3. The Income-tax Appellate Tribunal, Mumbai, in the case of DCIT vs. Chandabhoy and Jassobhoy, 49 SOT 448, has held that section 40(a)(ia) does not apply in the case of short deduction of tax and that section applies only in a case of non deduction of tax. The Income-tax Appellate Tribunal, Kolkata B-Bench in the case of DCIT vs. S.K. Tekriwal, 48 SOT 515, has held that where an assessee has deducted a lesser amount of tax, section 40(a)(ia) cannot be invoked. Same view has been taken by the Income-tax Appellate Tribunal, Mumbai L-Bench in the case of Hindustan Thompson Associates Pvt. Ltd. vs. ACIT, in their order dated May 25, 2012, published in taxindiaonline.com (2012-TIOL-328-ITAT-MUM). In the light of the above
:-5-: & 2196/Mds/2015 orders of the Tribunal, we find that the disallowance made in the present case is not sustainable. The disallowance is, therefore, deleted. 4. In result, this appeal filed by the assessee is allowed."
In the present case out of total disallowance, Rs. 25,95,010/- was towards short deduction of TDS by the assessee and we following the judicial decisions direct the Assessing Officer to delete the addition and allow the ground of the assessee.
The Ld. AO has invoked the provisions of section 40(a)(ia) of the Act, in respect of payments where the assessee has not deducted the tax. The Ld. AR submitted that the Recipient/payee has offered the income in the income tax assessment, but we find no evidence was produced before the Ld. AR or CIT(A) by the assessee supporting with income tax returns particulars and assessment details.
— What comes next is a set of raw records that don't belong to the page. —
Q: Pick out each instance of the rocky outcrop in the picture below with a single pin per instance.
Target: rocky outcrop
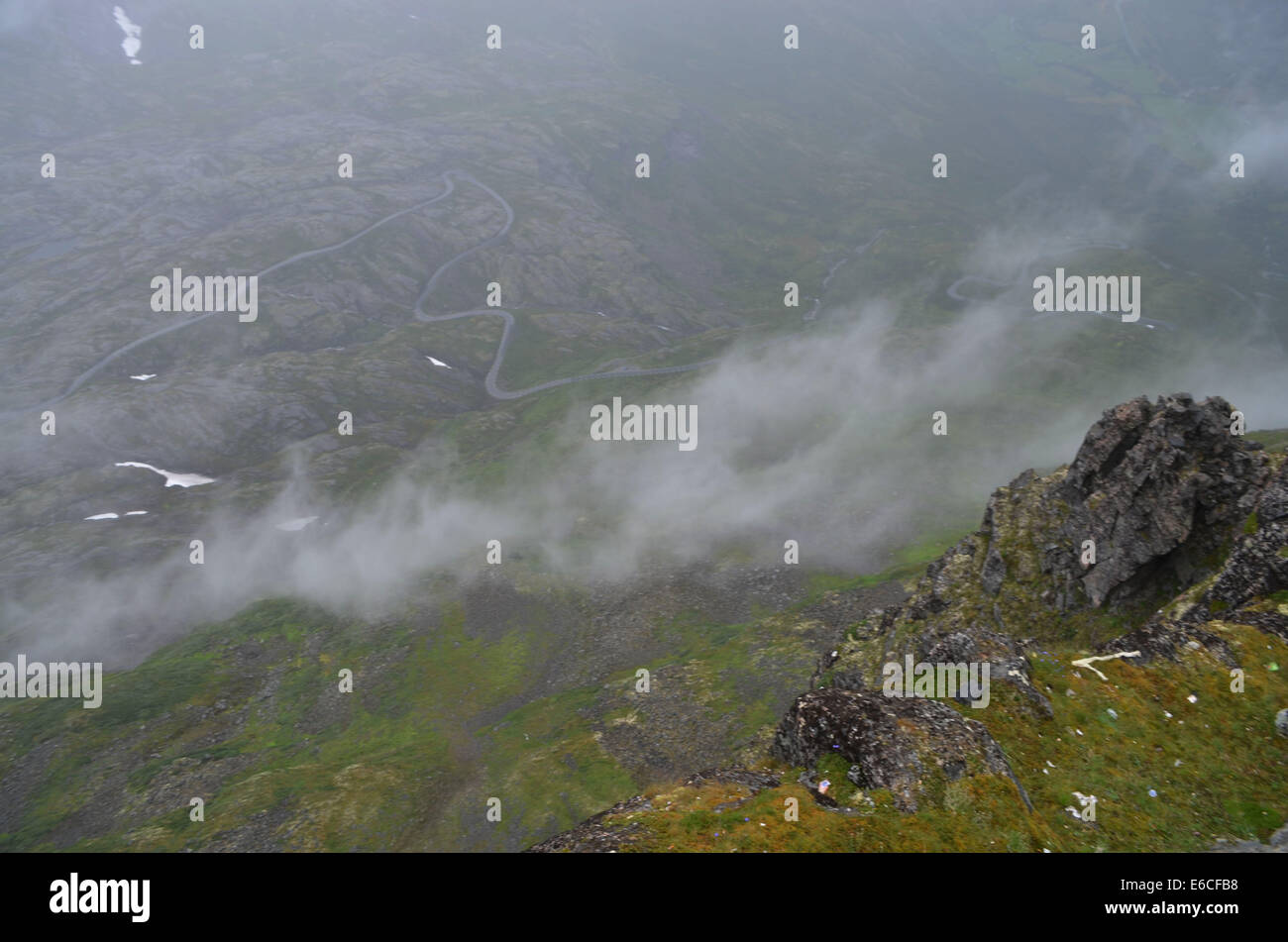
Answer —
(1163, 511)
(1157, 488)
(893, 743)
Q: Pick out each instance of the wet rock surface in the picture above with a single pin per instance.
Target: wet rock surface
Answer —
(893, 743)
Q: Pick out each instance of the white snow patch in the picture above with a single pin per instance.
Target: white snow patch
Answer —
(297, 524)
(171, 477)
(132, 43)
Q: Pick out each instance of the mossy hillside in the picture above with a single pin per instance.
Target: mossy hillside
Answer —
(1202, 792)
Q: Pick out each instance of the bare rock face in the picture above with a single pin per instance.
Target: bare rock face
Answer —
(1157, 488)
(893, 743)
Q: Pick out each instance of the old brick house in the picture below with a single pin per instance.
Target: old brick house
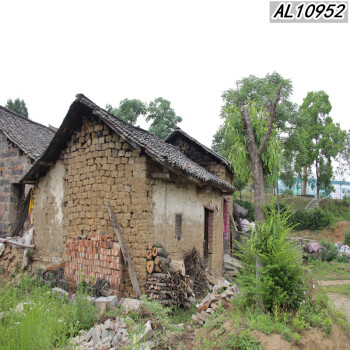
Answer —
(21, 143)
(157, 193)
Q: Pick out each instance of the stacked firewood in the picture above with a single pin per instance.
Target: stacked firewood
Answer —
(166, 279)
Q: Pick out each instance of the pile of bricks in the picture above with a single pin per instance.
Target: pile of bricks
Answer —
(94, 257)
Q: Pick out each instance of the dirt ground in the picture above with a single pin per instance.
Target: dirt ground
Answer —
(334, 232)
(313, 339)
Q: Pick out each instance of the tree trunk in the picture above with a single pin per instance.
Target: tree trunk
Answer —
(317, 185)
(303, 191)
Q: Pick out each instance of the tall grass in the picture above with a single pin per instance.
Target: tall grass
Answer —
(32, 317)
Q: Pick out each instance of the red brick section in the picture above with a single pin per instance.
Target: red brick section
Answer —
(94, 257)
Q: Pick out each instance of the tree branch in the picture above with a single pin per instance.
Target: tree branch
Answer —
(251, 144)
(272, 118)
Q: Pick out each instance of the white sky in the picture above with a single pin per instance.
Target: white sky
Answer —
(188, 52)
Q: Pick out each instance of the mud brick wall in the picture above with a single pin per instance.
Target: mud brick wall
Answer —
(98, 165)
(178, 197)
(13, 164)
(11, 259)
(94, 257)
(207, 161)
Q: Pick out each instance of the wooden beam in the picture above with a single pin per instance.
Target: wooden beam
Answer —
(125, 251)
(160, 175)
(5, 240)
(46, 163)
(204, 190)
(23, 216)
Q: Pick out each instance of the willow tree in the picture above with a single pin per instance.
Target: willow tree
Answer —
(256, 149)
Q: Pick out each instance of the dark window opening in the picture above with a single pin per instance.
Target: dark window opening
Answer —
(178, 227)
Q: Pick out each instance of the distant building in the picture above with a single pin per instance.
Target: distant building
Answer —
(21, 142)
(341, 189)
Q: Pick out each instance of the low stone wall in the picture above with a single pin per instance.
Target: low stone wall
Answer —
(94, 257)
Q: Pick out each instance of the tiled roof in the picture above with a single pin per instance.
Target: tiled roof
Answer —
(166, 154)
(31, 137)
(179, 132)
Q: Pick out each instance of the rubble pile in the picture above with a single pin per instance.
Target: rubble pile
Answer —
(112, 334)
(212, 301)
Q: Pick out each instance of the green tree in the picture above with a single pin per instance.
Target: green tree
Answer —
(262, 91)
(128, 110)
(345, 155)
(256, 149)
(18, 106)
(163, 117)
(255, 153)
(323, 140)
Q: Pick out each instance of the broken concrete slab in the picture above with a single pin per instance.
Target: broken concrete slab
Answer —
(131, 305)
(103, 303)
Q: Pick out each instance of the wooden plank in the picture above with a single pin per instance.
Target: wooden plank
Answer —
(204, 190)
(125, 251)
(160, 175)
(6, 240)
(23, 216)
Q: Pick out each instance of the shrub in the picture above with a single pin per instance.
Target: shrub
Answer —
(280, 282)
(347, 237)
(250, 207)
(329, 251)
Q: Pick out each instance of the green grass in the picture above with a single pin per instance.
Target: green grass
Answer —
(46, 322)
(322, 270)
(343, 289)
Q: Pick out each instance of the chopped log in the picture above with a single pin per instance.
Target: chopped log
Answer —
(159, 275)
(160, 284)
(149, 254)
(160, 252)
(162, 260)
(167, 302)
(150, 266)
(124, 249)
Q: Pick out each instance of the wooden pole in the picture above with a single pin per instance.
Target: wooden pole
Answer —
(125, 251)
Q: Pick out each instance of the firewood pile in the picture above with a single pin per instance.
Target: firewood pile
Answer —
(195, 267)
(167, 281)
(212, 301)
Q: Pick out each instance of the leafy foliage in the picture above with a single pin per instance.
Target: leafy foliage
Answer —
(314, 219)
(163, 117)
(18, 106)
(262, 91)
(281, 280)
(249, 206)
(271, 157)
(322, 139)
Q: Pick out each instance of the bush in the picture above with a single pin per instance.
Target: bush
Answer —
(249, 206)
(329, 251)
(280, 282)
(347, 237)
(314, 219)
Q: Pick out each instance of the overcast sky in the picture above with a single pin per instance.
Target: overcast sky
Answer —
(188, 52)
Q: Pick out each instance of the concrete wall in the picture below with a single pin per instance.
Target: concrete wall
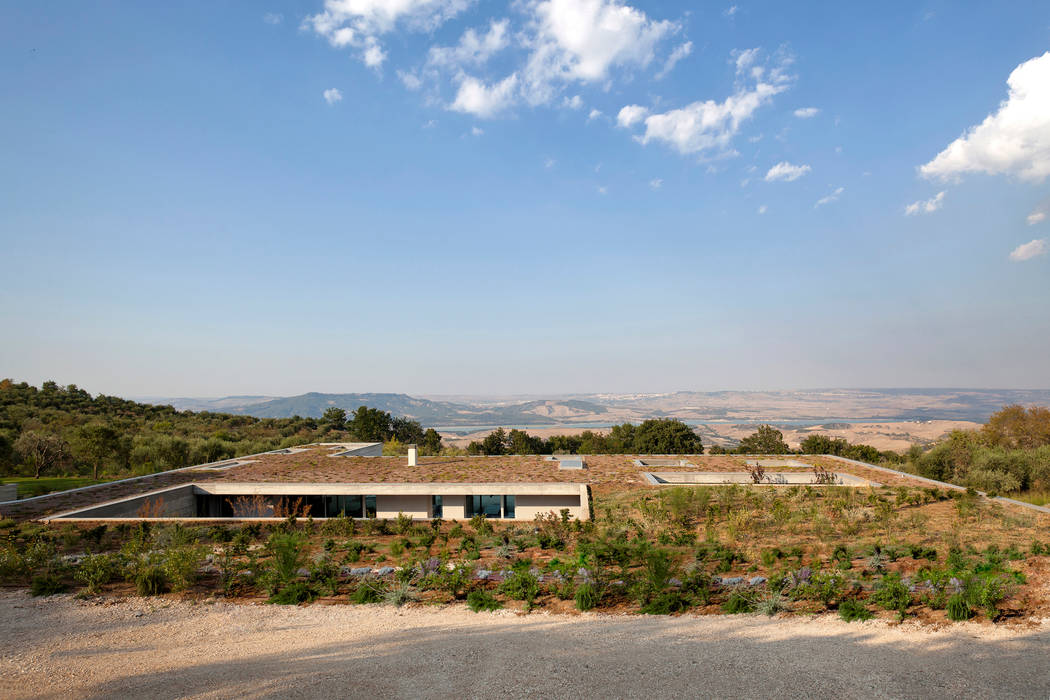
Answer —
(177, 502)
(415, 506)
(527, 507)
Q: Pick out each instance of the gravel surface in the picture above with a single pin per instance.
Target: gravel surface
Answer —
(158, 649)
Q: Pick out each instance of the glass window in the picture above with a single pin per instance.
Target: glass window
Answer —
(351, 506)
(491, 506)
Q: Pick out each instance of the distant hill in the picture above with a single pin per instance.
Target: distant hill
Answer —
(424, 410)
(817, 405)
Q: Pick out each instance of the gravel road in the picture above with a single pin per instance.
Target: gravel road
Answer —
(61, 648)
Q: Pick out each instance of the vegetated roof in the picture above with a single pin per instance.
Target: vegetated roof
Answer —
(314, 464)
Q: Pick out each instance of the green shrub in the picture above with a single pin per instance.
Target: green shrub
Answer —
(986, 592)
(400, 594)
(294, 594)
(823, 587)
(771, 603)
(149, 579)
(48, 582)
(890, 593)
(737, 602)
(479, 600)
(958, 609)
(587, 596)
(852, 610)
(369, 591)
(665, 603)
(521, 587)
(95, 571)
(181, 566)
(288, 556)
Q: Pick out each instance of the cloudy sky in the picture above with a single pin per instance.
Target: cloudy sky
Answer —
(533, 196)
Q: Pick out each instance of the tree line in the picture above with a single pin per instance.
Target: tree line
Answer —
(64, 429)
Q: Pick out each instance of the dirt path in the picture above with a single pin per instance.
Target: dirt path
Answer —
(63, 648)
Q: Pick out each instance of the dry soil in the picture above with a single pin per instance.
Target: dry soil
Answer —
(62, 648)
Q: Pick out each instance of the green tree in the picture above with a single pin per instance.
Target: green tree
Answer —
(764, 441)
(370, 425)
(520, 442)
(667, 437)
(96, 444)
(335, 417)
(432, 442)
(44, 452)
(406, 430)
(823, 445)
(496, 442)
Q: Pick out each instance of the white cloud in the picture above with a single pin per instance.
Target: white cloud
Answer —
(359, 23)
(1028, 251)
(1014, 141)
(411, 80)
(785, 171)
(710, 125)
(631, 114)
(833, 196)
(374, 55)
(471, 49)
(582, 40)
(476, 98)
(925, 206)
(678, 54)
(575, 102)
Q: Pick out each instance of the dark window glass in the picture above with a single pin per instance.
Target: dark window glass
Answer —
(490, 506)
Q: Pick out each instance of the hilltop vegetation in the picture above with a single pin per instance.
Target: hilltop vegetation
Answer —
(65, 430)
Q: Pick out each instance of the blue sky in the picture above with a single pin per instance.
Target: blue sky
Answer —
(455, 196)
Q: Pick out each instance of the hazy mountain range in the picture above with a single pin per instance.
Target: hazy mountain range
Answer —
(692, 406)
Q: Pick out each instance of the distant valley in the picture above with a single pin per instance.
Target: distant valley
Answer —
(463, 414)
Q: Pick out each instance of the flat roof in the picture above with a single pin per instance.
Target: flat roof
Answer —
(314, 464)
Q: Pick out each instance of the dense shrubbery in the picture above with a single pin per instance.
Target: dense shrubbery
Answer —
(734, 548)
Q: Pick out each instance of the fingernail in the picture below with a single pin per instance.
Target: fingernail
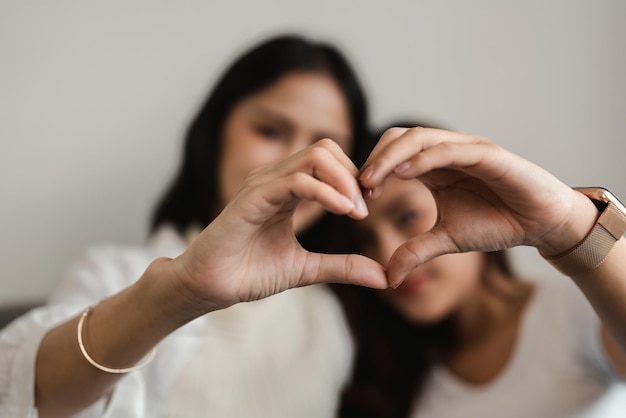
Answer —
(360, 206)
(367, 174)
(401, 168)
(345, 202)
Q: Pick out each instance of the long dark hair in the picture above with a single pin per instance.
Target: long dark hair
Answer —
(393, 356)
(192, 198)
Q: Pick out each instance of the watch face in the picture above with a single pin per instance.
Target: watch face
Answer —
(603, 195)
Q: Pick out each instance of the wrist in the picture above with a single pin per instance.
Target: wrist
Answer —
(577, 226)
(608, 228)
(163, 290)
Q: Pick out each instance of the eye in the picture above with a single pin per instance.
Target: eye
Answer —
(407, 218)
(271, 132)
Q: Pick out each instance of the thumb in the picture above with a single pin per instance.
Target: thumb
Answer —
(416, 251)
(345, 269)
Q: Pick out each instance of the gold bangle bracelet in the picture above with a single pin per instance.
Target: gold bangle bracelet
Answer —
(97, 365)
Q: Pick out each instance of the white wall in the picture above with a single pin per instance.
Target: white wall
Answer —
(94, 98)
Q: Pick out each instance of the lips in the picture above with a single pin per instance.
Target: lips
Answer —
(415, 282)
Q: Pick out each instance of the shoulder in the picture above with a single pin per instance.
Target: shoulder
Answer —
(106, 268)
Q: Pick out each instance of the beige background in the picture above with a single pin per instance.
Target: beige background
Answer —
(94, 99)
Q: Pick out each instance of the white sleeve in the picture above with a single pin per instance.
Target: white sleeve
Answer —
(99, 274)
(582, 327)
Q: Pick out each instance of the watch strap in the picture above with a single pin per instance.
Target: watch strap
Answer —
(595, 247)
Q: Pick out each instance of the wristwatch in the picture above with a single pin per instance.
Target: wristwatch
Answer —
(595, 247)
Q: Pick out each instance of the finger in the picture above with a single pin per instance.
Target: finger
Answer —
(484, 160)
(343, 268)
(416, 251)
(388, 136)
(327, 163)
(412, 142)
(304, 186)
(322, 149)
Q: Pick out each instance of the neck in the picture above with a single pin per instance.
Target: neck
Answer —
(496, 303)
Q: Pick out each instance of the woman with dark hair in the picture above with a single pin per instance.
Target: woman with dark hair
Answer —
(458, 333)
(257, 170)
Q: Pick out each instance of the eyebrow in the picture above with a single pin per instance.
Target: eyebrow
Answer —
(264, 111)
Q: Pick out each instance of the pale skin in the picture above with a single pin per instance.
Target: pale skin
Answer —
(486, 199)
(227, 263)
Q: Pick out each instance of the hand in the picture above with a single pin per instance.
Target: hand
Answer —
(487, 197)
(250, 250)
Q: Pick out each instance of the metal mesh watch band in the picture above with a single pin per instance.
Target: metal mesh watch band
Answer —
(595, 247)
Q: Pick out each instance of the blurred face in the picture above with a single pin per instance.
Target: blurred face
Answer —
(291, 114)
(435, 289)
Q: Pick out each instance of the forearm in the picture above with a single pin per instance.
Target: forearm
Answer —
(118, 333)
(605, 288)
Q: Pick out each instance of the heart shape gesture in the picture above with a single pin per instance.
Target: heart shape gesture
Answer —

No doubt the second provisions of section 40(a)(ia) is declaratory and curative in nature and has retrospective effect from 1st April, 2005. We re of the opinion, the second provisions of section 40(a)(ia) shall be invoked, where the assessee satisfy with evidence that Recipient/Payee has paid tax and made tax compliance. We rely on the Hon'ble High Court decision of CIT vs Ansal Landmark Township (P) Ltd., 377 ITR 0635 (Del) and in the interest of justice, we remit the disputed issue Rs. 10,47,442/- on which TDS is not deducted by the assessee to the file of AO and provide opportunity to the assessee to substantiate its claim relying on decision of CIT vs Ansal Landmark Township (supra), submitting income tax details of payee and the AO shall pass a speaking order and the ground of the assessee is allowed for statistical purpose.
:-6-: & 2196/Mds/2015
Now, we take up ITA No. 2196/Mds/2015. The assessee has raised two grounds on (i) re-opening of assessment and (ii) disallowance u/s. 40(a)(ia) of the Act for short deduction of TDS. At the time of hearing, the Ld. AR of the assessee has not pressed the ground on Re-opening of assessment and made endorsement and on second disputed issue of short deduction of TDS. We have decided the issue in at Para 6 and same shall apply and allow the ground and Accordingly the appeal of the assessee is allowed
In the result, assessee appeal in is allowed for statistical purpose and ITA No. 2196/Mds/2015 is allowed.
Order pronounced on Monday, the 27th day of March, 2017 at Chennai.